Permalien Mardi 31 janvier 2006 @ 16:31
Commentaire de: Jacques Layani [Visiteur]
Tlôn :

J'ai travaillé autrefois dans une librairie familiale qui tenait dans un coin du magasin ce qu'on appelait "cabinet de lecture", voire "bibliothèque". Des personnes venaient échanger des livres, moyennant quelques sous à chaque fois. La "bibliothèque" était tenue par une dame un peu âgée au beau chignon tiré, qui disait toujours : "Il faut aider les jeunes. Quand on sait ce qui les attend..." Elle couvrait les livres de papier kraft, recollait à la colle plastique (colle blanche de reliure) les coiffes et les dos abîmés. Le "cabinet de lecture " était essentiellement alimenté en nouveautés par les "13-12", c'est-à-dire le treizième exemplaire offert par l'éditeur au libraire, lorsqu'il en commande douze de façon ferme. On y mettait aussi les livres tellement défraîchis qu'ils devenaient vraiment invendables. Les clientes (je ne crois pas avoir vu d'hommes) étaient de vieilles dames qui venaient emprunter des romans d'amour. Si si, je ne fais pas de caricature, c'était exactement comme ça. Et ce n'était pas au XIXe siècle, mais en 1973 et 1974. Cela ne se pasait pas dans un trou, mais à Marseille.
Permalien Mardi 31 janvier 2006 @ 17:04
Commentaire de: Sébastien [Visiteur]
Cet écrivain, tel que vous le décrivez, me fait penser à Pascal Quignard. Mais respectons son anonymat.
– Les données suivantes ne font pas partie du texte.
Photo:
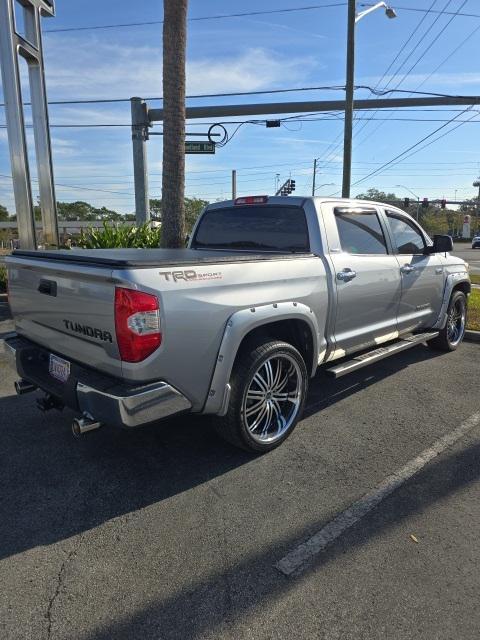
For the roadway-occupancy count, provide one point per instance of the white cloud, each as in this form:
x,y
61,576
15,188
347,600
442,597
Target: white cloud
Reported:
x,y
105,70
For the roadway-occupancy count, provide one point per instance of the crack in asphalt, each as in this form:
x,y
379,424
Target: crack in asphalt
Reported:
x,y
60,583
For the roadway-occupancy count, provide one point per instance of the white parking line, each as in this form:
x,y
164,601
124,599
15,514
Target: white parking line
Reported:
x,y
297,559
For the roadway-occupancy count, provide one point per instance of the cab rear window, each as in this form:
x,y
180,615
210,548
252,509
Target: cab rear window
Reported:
x,y
254,228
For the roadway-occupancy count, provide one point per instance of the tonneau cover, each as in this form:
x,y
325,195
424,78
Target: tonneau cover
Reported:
x,y
143,258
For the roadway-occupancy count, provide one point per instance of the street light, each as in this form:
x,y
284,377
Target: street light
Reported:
x,y
325,184
413,194
353,18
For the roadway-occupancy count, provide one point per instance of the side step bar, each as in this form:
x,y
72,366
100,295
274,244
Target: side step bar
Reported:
x,y
365,359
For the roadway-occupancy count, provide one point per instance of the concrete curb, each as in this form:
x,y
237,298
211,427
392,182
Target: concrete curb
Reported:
x,y
472,336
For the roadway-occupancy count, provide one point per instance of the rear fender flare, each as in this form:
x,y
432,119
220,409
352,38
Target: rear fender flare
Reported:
x,y
237,327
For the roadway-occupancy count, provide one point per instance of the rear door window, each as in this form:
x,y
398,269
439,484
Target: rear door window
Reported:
x,y
252,228
360,232
407,236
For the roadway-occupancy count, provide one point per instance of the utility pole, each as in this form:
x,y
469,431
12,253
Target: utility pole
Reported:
x,y
29,47
173,170
140,168
349,88
477,184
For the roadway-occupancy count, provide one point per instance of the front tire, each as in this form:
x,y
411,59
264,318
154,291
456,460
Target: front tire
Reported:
x,y
452,334
269,385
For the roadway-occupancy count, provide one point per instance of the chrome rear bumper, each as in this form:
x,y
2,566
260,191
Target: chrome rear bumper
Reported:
x,y
106,399
132,409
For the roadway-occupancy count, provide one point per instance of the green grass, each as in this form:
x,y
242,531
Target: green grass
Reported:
x,y
474,310
113,236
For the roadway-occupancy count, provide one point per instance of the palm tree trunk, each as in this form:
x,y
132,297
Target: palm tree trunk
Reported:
x,y
173,175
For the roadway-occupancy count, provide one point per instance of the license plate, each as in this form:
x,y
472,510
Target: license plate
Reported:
x,y
59,368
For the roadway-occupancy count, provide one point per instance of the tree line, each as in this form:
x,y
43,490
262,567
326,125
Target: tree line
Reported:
x,y
84,211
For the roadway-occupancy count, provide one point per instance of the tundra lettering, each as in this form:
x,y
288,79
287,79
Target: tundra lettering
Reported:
x,y
268,290
92,332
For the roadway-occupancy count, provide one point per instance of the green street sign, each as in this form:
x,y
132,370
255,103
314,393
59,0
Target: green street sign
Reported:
x,y
198,146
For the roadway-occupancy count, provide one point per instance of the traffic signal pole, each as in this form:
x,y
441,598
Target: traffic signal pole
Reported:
x,y
140,123
349,89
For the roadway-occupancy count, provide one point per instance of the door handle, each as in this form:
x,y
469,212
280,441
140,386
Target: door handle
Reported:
x,y
407,268
346,275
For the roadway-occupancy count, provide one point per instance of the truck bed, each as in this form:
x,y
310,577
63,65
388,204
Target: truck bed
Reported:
x,y
147,258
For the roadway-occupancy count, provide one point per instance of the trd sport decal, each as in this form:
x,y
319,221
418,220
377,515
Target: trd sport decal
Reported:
x,y
190,275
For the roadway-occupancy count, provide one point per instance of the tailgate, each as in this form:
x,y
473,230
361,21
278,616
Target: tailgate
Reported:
x,y
66,307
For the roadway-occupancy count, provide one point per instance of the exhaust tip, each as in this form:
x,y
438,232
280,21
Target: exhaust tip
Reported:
x,y
23,386
84,425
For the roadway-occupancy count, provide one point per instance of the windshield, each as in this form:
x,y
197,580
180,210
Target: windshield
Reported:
x,y
262,228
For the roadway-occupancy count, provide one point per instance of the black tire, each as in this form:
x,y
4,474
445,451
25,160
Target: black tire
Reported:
x,y
447,340
281,359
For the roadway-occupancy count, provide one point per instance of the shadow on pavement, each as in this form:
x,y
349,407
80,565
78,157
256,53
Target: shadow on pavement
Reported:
x,y
255,584
53,487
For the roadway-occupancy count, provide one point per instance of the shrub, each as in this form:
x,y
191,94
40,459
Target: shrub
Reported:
x,y
3,278
113,236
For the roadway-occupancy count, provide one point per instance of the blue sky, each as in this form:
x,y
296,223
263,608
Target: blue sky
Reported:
x,y
262,52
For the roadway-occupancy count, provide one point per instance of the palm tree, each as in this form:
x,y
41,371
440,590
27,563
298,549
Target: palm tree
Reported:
x,y
173,175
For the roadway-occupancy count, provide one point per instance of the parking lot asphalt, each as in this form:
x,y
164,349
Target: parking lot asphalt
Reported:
x,y
167,532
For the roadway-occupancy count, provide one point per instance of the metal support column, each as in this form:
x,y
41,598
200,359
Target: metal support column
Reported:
x,y
349,88
140,123
12,44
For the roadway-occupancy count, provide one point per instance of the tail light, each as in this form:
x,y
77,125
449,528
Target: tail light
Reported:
x,y
137,324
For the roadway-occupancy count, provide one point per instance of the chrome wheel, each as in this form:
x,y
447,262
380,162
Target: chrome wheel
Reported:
x,y
456,322
273,398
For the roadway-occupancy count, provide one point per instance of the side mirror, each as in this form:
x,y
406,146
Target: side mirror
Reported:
x,y
441,244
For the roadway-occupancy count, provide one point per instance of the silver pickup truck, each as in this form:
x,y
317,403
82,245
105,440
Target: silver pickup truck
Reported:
x,y
268,290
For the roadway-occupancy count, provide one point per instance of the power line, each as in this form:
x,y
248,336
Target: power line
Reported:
x,y
422,55
420,10
414,146
402,48
248,93
237,15
201,18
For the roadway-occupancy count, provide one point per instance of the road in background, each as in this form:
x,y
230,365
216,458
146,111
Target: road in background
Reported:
x,y
472,256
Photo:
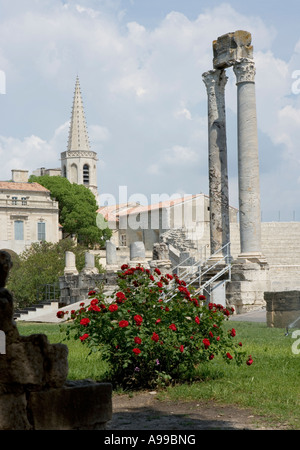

J’adhère à votre projet de reconstruire des sanctuaires. Les bibliothèques de prêt, trop bruyantes généralement, sans parler des objectifs auxquels elles sont soumises, n’ont effectivement rien de sacré mais appartiennent au monde profane.

Merci pour votre commentaire, Jacques.
Permalien Mercredi 1 février 2006 @ 10:09

Les commentaires sont fermés pour cet article.